This research demonstrates that Information modules are an important aspect of Search and help bring readers to Wikipedia, where they can engage fully with the content and potentially contribute back as an editor or donor. Designed in a straightforward manner as DuckDuckGo does — i.e. with a simple overview and clearly attributed links to Wikipedia — we saw scant evidence to back concerns that they were stopping readers from clicking through. As Wikipedia content continues to grow (in English and other languages), we hope that it can continue to facilitate these rich search modules. As depicted in Figure 1, there are many divergent designs for information modules, however, and oftentimes other complementary modules that crowd out the search results. Transparency about the impact of these design decisions, as evidenced by this research, is core to ensuring that Search continues to bring readers to Wikipedia so that Wikipedia can continue to grow and bring knowledge back to readers.

Acknowledgments

We would like to thank our partners at DuckDuckGo for the collaboration and work on this project.

Footnotes

1 Known as an A/B test, this design is commonly used for evaluating changes to interface design on internet platforms. Though Wikipedia’s reading interface almost never changes, when the Wikimedia Foundation wants to try out new editor tools, they are often provided to a small sample of editors first to see how they are used. Through the power of statistics and large numbers, the aggregate click data from Group A can be compared to the aggregate click data from Group B without knowing anything about who was in each group. See Figure 2 for an example of both conditions.

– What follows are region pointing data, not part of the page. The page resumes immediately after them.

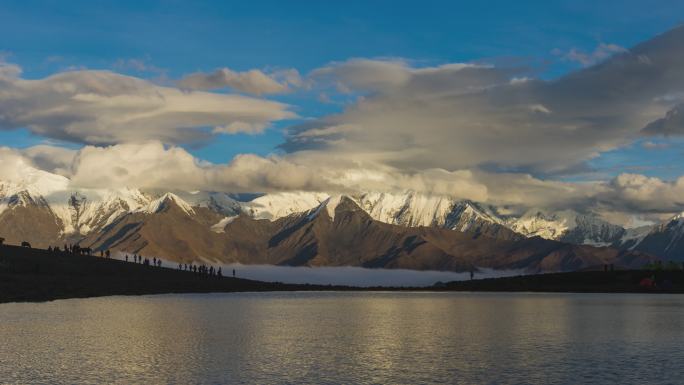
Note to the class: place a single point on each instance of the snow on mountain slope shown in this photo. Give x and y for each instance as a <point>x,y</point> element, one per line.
<point>161,203</point>
<point>546,225</point>
<point>567,226</point>
<point>278,205</point>
<point>412,209</point>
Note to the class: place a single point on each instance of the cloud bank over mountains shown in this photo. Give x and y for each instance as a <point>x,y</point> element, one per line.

2 For desktop users in the United States, we actually saw a 2.9% increase in clickthrough rate when the module was removed, suggesting that some readers had been finding the information they wanted within the information module without needing to click through. The full data used in this study, including desktop results in the United States and results from both platforms in Germany, can be found at: https://analytics.wikimedia.org/published/datasets/one-off/searching-for-wikipedia/